What to look for in a quality sunscreen

  • The sunscreen should read broad spectrum somewhere on the label. This will ensure that it protects from both UVA and UVB rays.
  • Look for bottles that are 15 to 50 SPF (sun protection factor). Anything over 50 SPF has not yet been proven to protect skin any more than a product in the 15 to 50 SPF range.
  • Sunscreen should be reapplied every 80 minutes and applied again when getting out of the water. Every bottle of sunscreen should list an expiration date; this should be closely followed, as some sunscreens lose effectiveness.

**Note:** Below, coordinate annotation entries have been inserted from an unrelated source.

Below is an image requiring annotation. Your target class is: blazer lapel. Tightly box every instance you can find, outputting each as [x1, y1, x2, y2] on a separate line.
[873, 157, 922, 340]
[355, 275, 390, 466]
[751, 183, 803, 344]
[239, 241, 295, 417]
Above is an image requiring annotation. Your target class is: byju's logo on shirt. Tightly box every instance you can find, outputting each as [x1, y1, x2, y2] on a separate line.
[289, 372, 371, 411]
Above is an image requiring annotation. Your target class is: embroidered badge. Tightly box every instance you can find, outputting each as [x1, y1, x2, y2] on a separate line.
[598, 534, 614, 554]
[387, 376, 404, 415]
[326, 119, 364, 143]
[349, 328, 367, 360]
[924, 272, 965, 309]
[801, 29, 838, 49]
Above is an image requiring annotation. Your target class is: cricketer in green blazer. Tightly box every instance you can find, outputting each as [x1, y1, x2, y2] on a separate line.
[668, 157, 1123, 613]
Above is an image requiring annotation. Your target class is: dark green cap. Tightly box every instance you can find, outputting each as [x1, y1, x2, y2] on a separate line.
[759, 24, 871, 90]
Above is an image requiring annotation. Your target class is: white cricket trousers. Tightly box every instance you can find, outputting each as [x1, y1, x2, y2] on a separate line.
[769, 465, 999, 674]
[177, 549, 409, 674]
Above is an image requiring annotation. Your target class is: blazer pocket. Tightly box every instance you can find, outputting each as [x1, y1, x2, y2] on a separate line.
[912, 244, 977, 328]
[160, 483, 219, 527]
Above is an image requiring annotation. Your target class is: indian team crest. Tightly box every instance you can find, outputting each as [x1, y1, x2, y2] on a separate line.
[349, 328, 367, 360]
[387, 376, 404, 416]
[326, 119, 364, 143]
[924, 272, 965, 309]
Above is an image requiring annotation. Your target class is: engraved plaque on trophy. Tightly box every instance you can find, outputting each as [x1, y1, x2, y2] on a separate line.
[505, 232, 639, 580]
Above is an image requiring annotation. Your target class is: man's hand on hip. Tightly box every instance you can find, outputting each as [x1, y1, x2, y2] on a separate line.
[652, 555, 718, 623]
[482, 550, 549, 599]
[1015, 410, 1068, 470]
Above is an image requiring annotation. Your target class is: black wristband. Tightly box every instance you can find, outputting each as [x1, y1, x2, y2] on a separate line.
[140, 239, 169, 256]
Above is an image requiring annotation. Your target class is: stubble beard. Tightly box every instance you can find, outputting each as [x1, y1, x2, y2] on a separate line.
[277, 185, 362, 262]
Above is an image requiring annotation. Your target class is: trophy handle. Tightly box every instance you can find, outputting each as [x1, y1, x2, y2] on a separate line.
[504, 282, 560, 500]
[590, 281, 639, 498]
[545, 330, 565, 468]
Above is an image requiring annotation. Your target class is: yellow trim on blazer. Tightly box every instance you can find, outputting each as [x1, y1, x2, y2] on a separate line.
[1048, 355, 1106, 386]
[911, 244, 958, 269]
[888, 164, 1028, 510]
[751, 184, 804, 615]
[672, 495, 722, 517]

  • Cream sunscreen should be used on the face. If you do not have cream, spray sunscreen can be sprayed in the palm of the hand and applied to the face. Mineral-based, cream sunscreens are best to avoid irritating the eyes. One tip for women is to use a foundation or facial moisturizer that has an SPF.
  • The proper amount is around one ounce of sunscreen for full body protection, depending on body size and clothing.
  • UV protectant hats and sunglasses, as well as shirts, can also be used for extra protection.

According to Melody, the nurse practitioner, everyone should protect their skin, no matter their age, race, skin tone, or gender, and even if they already have sun damage to their skin.